La lista de oportunidades perdidas sigue creciendo. Arsenal vio cómo Morgan Rogers terminaba en Chelsea y fracasó en un intento ambicioso por Vinícius Júnior, que decidió renovar su contrato con Real Madrid. Las grandes apuestas se le escapan y el margen para improvisar se reduce.
Martinelli, venta récord; Tzolis y Eze, las piezas del puzle
El club ya ha movido ficha en las bandas. Christos Tzolis ha llegado para ocupar el lugar de Leandro Trossard en el costado izquierdo. Pero la salida de Martinelli abre un agujero mayor.
El brasileño está a un paso de firmar con Al-Hilal en un traspaso de 56 millones de libras, cifra récord de venta para Arsenal. Supera los 40 millones que Liverpool pagó por Alex Oxlade-Chamberlain en 2017. Martinelli, que marcó seis goles en la pasada Champions League pero solo uno en la Premier League, pasó el fin de semana fuera de la convocatoria ante Coventry en la jornada inaugural y tiene previsto pasar reconocimiento médico este lunes.
Ese hueco en el once no queda completamente desierto: Eberechi Eze también puede actuar en ese perfil zurdo y ofrece una solución interna interesante.

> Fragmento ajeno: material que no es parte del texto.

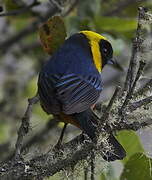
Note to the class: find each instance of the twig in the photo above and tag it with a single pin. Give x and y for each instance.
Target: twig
(21, 10)
(86, 173)
(92, 166)
(135, 105)
(48, 164)
(111, 102)
(144, 89)
(131, 91)
(24, 128)
(120, 6)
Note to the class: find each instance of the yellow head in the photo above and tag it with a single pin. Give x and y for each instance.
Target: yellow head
(102, 51)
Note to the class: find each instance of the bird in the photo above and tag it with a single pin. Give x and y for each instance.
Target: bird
(70, 83)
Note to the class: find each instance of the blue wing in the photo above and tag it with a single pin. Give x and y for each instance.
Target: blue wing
(68, 93)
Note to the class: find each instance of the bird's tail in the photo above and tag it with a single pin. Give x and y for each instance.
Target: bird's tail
(88, 123)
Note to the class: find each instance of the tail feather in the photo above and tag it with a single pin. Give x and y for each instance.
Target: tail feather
(88, 123)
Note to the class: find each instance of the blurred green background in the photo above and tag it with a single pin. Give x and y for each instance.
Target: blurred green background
(21, 61)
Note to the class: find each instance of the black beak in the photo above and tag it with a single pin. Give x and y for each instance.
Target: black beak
(115, 64)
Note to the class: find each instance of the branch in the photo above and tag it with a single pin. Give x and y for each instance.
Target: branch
(80, 147)
(120, 6)
(24, 128)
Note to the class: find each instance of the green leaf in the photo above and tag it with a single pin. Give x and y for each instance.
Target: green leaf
(131, 143)
(138, 167)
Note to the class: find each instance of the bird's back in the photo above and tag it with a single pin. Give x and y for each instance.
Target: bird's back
(69, 81)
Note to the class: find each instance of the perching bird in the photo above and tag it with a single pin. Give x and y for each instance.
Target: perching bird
(70, 83)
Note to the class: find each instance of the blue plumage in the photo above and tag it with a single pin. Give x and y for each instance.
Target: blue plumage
(69, 81)
(69, 84)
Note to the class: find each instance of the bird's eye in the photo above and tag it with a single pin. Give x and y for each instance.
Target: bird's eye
(105, 50)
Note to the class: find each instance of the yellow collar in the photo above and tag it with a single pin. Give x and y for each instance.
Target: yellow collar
(94, 39)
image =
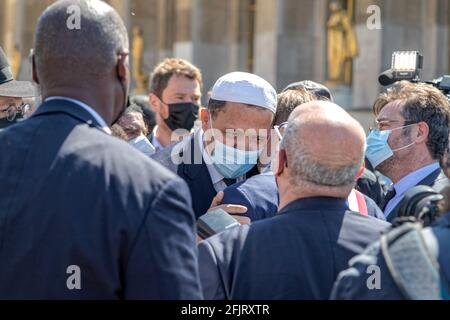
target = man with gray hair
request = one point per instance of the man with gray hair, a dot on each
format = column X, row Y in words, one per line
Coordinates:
column 84, row 215
column 298, row 253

Pero el plan inicial pasaba por sumar a Álvarez como referencia ofensiva y reorganizar todo el frente de ataque a su alrededor. Sin él, el proyecto cambia de forma.
Vieira, rumbo a Hamburgo
En paralelo, Fábio Vieira también se prepara para salir definitivamente. El centrocampista portugués, que ya jugó cedido en Hamburg la temporada pasada, está cerca de un traspaso definitivo por 8,6 millones de libras.

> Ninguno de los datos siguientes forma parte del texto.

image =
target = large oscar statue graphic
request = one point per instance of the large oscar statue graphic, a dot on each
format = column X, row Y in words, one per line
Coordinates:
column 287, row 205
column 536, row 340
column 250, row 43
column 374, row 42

Arsenal se ha lanzado a una reconstrucción profunda de su línea ofensiva. Ha vendido, ha arriesgado y ha despejado el vestuario para una gran incorporación. Ahora todo depende de un jugador que, por el momento, solo sueña con el Camp Nou. ¿Puede un proyecto que aspira a pelear por la Premier permitirse que su fichaje clave prefiera otra liga?